第50話 焔の過去
「バーナードさん!おさえて!続きを聞きましょう」と、ヅラがバーナードを制する。ハインミュラーが頷いていたからだ。
《おや、神すら超える剣士さんのお出ましか》と、女性の声がした。
「あなたはアテナ神ですね??答えなさい」と、ヅラ。
《いかにも。我はアテナ神、その大地の巫女を石化することでシェムハザを封印し、世界を救った女神よ》と、アテナ神がいかにもおもしろそうに言う。
「過去形にしてほしくない」と、ヅラが言った。
《諦めが悪いな。あの少女はやけに素直でいいわけがよかったぞ、すぐに承諾した》と言ってアテナ神が静かに笑うので、ヅラはカチンと来て、抜刀しようと剣の柄に手をかけた。
「一人の無実な少女の命を道具にしているお前らに、裁きをくだす!!」と、ヅラが言った。
ヅラの目には怒りの炎が燃えていた。ちらちらと。
「卑怯者、出てこいアテナ神!!俺と勝負しろ!」と、ヅラが叫ぶ。
《――よかろう、最強の剣士よ!だが、神に勝てるかな・・・???》と、アテナ神が笑いながら言って、気づいたら、ヅラは人気のない黄龍の神殿の1階・・・つまり今までヅラやハインミュラーやバーナードがいたところ・・・にいた。
皆の姿はない。

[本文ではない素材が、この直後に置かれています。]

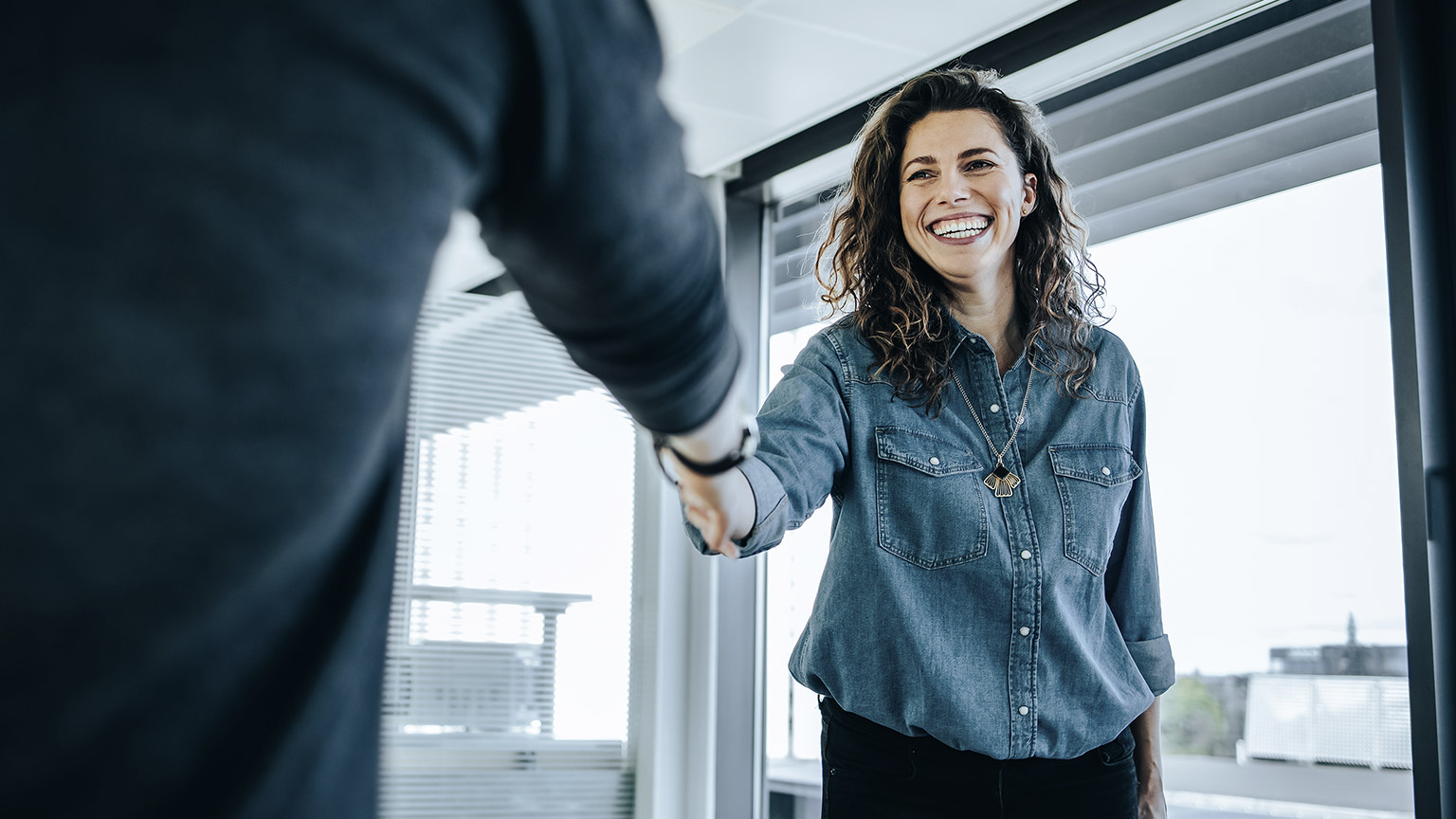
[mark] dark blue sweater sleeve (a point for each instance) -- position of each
(595, 216)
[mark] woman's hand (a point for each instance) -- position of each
(1149, 759)
(721, 506)
(1151, 803)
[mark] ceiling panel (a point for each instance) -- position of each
(743, 75)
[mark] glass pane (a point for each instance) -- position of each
(1263, 337)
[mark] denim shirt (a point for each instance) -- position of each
(1028, 626)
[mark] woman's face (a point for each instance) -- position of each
(963, 195)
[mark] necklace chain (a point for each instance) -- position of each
(1015, 428)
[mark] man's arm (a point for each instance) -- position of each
(594, 213)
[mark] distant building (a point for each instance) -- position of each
(1352, 659)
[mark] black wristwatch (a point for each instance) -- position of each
(746, 446)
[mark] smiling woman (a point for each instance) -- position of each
(980, 209)
(988, 634)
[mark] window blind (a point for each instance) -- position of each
(507, 675)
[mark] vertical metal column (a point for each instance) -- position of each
(740, 781)
(1415, 81)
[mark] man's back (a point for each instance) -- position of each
(216, 223)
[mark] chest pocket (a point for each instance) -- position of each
(1094, 482)
(926, 501)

だが、石化したリアンノンとシルウェステルの像だけはある。
そこに、ヅラ・ラ・ラスコーニと、宙に浮かんであぐらをかいているアテナ神が対峙していた。
よく見ると、なんとアテナ神が、リアンノンのつけていたカロンの首輪を手にしていた。
「そのアクセサリー、なぜ貴様が持っている・・・リアンノンちゃんから奪ったのか」と、ヅラが聞く。

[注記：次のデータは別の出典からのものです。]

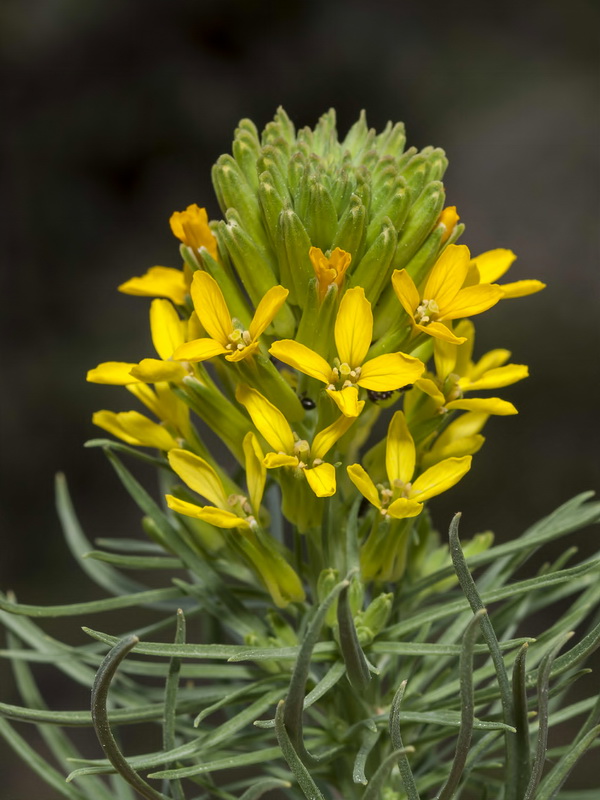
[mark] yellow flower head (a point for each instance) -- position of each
(457, 374)
(491, 265)
(353, 334)
(227, 510)
(225, 337)
(329, 271)
(191, 227)
(405, 497)
(288, 449)
(449, 219)
(444, 297)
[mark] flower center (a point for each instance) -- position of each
(343, 373)
(426, 312)
(238, 339)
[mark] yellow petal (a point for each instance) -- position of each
(266, 310)
(390, 371)
(153, 370)
(256, 474)
(117, 373)
(275, 460)
(406, 291)
(158, 282)
(214, 516)
(211, 307)
(402, 508)
(487, 405)
(364, 484)
(469, 445)
(491, 360)
(268, 419)
(166, 328)
(439, 478)
(493, 264)
(199, 350)
(441, 331)
(431, 389)
(321, 479)
(353, 327)
(496, 378)
(135, 428)
(472, 300)
(448, 275)
(522, 288)
(199, 476)
(191, 227)
(302, 358)
(347, 400)
(400, 453)
(325, 439)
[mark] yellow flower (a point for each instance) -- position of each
(191, 227)
(158, 282)
(405, 497)
(226, 338)
(167, 331)
(238, 511)
(444, 298)
(289, 450)
(134, 428)
(353, 334)
(449, 219)
(457, 374)
(329, 270)
(227, 510)
(462, 437)
(491, 265)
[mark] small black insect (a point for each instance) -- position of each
(378, 397)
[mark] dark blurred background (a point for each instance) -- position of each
(113, 113)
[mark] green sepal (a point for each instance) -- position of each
(421, 219)
(293, 245)
(234, 191)
(375, 265)
(318, 318)
(350, 231)
(236, 303)
(320, 218)
(218, 413)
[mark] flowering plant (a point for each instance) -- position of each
(322, 332)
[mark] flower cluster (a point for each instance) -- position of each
(332, 297)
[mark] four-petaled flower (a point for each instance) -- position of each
(329, 270)
(353, 334)
(444, 298)
(226, 337)
(288, 449)
(404, 497)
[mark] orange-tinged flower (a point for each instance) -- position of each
(444, 298)
(329, 270)
(191, 227)
(353, 334)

「死んでもらうためにね、石化の前に返してもらった。次の大地の巫女に引き渡すのに必要だからな」と、アテナ神。
「なぜ、貴様は、」と、ヅラはすぐに斬りかかりたい衝動にかられながら言った。
「なぜ貴様は弱き者を狙う。弱き者を礎にして、犠牲にして成り立つ平和しか考えられないのは神々失格だ」と、ヅラ。静かに抜刀し、構える。
「弱き者・・・・おんなこども・・・とはいえ、犠牲にならねばならぬ時もある。平和とは何かの犠牲の上に成り立つもの。というのが、世界アラシュアの神々の基本的な考え方だ、残念だったな。・・・とはいえ、犠牲を最小限にするため、賢者制度がある。どうだ、理屈は通ってるだろう」
そのアテナ神の態度に、ヅラはぶっつんと何かが切れた。
ヅラの脳裏に、前世の記憶・・・同じ炎の瞳・・・焔の記憶がよみがえったのだった。走馬灯のように。
(こんな時に俺をさいなむか・・・あの過去は)とヅラは思い、静かに目を閉じた。
*
フォーリーン家は、今や危機に直面していた。遠くの戦争に、長男のジェルヴェが出征し、妹のマトローナが心配し、近所の娘たちと同じように、毎日泣くのだった。
「いやぁねえ、こんな時に戦だなんて」と、娘たちは口々に言ったものだった。
「あなた、マトローナを元気づけてあげてください、夕食もろくに口にしないし」と、妻のエステル。
フォーリーン家の現当主・・・ヅラ・ラ・ラスコー二の前世・ジェームズ・フォーリーンは、新聞を置き、ため息をついて言った。
「この分では、戦争はだいぶ長引きそうだな。ジェルヴェは比較的安全な地域に送られたらしいし、分かった、ちょっとマトローナを励ましてくる」と言って、ジェームズは椅子から立ち上がった。
「マトローナよ、そう泣くな、兄上様が悲しむよ」と、ジェームズがマトローナの、戸が半開きになっている部屋に入り、泣いているマトローナを見つけて言った。
「悲しいのは分かる。だが、ジェルヴェはそんなことで喜んだりしないよ」と、ジェームズ。
「父さん・・・」と、マトローナ。マトローナは14歳だった。
フォーリーン家・・・というより、この村に異変が起きたのは、戦争が始まって半年後、さらに2~3カ月ほどたったころだった。